Another JS problem had to do with the <canvas>. There is no “getPixel()” yet for Canvas, so I get to rely on getImageData which returns raw data. According to the WhatWG specs, you cannot read the pixels of a Canvas object which has ever held an image from an external server. So, I needed to create a simple Proxy script to handle that. (just thought of a potential DOS for that – will fix in a few minutes)

Another problem had to do with the network topology. Up until now, I was using networks where there were only inputs and outputs – no hidden neurons. The problem is that when you train a network to recognise something in a photo based on the actual image values, you are relying on the exact pixels, and possibly losing out on quicker tricks such as combining inputs from neurons which say “is there a circle” or “are there parallel lines”. Also, networks where all neurons can read from all inputs are slow. A related problem here is that it is fundamentally impossible to know exactly what shortcut neurons would give you the right answer (otherwise there would be no need for a neural network!).

So, I needed to separate the inputs from the outputs with a bunch of hidden neurons. The way I did this was to have a few rules – inputs connect to nothing, hidden neurons connect to everything, outputs connect to everything except inputs.

The hope with this is that the outputs would read from the hidden neurons, which would pick up on some subtle undefinable traits they spot in the inputs. So the outputs would be almost like a very simple network “overlaid” on the more complex hidden neurons.

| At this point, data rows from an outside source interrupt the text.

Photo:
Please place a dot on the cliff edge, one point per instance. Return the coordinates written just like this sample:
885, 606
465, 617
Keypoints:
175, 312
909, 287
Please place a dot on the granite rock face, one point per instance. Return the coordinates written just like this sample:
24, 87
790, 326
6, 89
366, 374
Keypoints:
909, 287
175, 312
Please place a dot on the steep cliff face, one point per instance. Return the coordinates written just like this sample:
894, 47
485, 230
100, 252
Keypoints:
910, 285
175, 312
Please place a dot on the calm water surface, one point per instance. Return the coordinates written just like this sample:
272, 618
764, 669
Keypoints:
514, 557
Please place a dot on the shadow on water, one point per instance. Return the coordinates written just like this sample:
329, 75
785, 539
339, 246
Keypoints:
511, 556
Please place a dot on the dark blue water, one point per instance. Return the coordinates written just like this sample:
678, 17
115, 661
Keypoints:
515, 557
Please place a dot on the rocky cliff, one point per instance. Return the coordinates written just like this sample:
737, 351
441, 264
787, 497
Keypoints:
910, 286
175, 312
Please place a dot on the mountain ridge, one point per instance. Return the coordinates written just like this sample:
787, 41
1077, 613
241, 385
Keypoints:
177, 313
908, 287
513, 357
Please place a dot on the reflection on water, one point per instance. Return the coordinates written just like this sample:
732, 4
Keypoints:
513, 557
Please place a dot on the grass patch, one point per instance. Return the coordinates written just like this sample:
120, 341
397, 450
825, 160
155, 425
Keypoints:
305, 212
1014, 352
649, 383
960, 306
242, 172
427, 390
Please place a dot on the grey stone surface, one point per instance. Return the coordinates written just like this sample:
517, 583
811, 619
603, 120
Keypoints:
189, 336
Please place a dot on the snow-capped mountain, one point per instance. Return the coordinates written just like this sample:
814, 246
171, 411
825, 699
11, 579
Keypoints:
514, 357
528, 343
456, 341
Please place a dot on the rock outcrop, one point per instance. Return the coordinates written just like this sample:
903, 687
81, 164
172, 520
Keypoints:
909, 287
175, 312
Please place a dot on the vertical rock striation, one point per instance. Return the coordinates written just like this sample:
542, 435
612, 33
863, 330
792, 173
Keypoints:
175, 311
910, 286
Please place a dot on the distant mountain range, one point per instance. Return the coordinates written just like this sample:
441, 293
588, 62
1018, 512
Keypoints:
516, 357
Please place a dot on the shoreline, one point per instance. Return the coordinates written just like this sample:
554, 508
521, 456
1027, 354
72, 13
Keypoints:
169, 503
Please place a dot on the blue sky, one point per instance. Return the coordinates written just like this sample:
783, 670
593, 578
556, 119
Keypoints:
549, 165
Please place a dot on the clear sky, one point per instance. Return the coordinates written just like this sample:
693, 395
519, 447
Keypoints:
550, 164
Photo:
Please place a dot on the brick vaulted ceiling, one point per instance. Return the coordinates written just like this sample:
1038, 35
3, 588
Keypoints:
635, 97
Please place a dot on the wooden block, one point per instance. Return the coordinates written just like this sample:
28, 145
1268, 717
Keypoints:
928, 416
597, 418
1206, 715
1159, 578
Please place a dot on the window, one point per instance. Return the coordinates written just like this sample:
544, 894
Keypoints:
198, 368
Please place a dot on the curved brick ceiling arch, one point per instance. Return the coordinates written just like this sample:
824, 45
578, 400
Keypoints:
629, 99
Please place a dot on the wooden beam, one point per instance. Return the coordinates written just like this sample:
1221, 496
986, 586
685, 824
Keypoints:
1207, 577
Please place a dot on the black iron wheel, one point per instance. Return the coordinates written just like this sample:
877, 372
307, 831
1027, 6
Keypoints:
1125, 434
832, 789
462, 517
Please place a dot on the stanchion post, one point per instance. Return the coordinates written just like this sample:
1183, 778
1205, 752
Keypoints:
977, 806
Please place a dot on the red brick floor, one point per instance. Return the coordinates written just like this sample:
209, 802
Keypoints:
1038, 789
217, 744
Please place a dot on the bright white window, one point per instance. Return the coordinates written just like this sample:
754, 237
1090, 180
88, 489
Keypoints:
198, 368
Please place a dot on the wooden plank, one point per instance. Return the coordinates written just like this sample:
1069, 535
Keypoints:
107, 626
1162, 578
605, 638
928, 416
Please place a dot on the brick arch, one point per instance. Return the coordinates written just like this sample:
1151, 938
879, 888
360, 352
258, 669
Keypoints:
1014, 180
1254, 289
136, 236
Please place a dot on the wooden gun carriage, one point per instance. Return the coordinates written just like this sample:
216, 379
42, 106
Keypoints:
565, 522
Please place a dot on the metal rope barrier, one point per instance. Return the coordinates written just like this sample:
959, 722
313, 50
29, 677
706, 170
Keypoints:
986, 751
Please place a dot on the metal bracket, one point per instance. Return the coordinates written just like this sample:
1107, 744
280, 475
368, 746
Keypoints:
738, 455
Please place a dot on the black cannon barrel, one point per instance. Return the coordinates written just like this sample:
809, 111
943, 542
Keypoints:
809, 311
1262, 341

Problem is – how do you train these hidden units in a meaningful way? I’m still working on this… Right now, it’s based on “expectation” – the output neuron, when it produces a result, is either right or wrong. If the neuron is then to be trained, then it tells the hidden units that it relies on what output it expected from those units in order to come to the correct conclusion. The hidden units wait until there have been a number of these corrections pointed out to them, then it adjusts accordingly. (two thoughts just occurred to me – 1; try adjusting the hidden neurons after every ‘n’ corrections (instead of at arbitrary points), and 2; only correct a hidden unit if the output neuron’s result was incorrect.)

Another thing was that there is no way of knowing how many hidden units are actually required to have the network produce the right results, so the way I get around this is to train the network, and every (hidden units * 10) cycles, if a solution has still not been found, add another hidden network. This means that at the beginning of training, hidden units will be added pretty regularly, but as the network matures, new neurons will be added at rarer periods.

I’ve caught the ANN bug. After spending the weekend on this, I still have more ideas to work on which I’ll probably do during the week’s evenings. Some ideas:

  • Store successful networks after training.
  • Have a number of tests installed from “boot” instead of needing them to be entered manually.
  • Disable the test entry form when in training mode.
  • Work some more on the hidden unit training methodology – it’s still way off.
  • Allow already-inputed training sets to be edited (for example, if you want to add “rose” to the “no” list of “grass”).

I think that a good network will have a solid number of hidden neurons which do not change very often. The outputs will rely on feedback from each other as well as those hidden units. For example, “foxtail” could be gleaned from a situation where the “dandelion” is a definite no, and “grass” is a vague yes, along with some input from the hidden units approximating to “whitish blobs at the top” (over-simplification, yes, but I think that’s approximately it).

update It turns out the network learns very very well given just two neurons to learn – I’ve managed to get the network to learn almost every image in “dandelions” and “grass” with only 4 hidden units and 2 output neurons.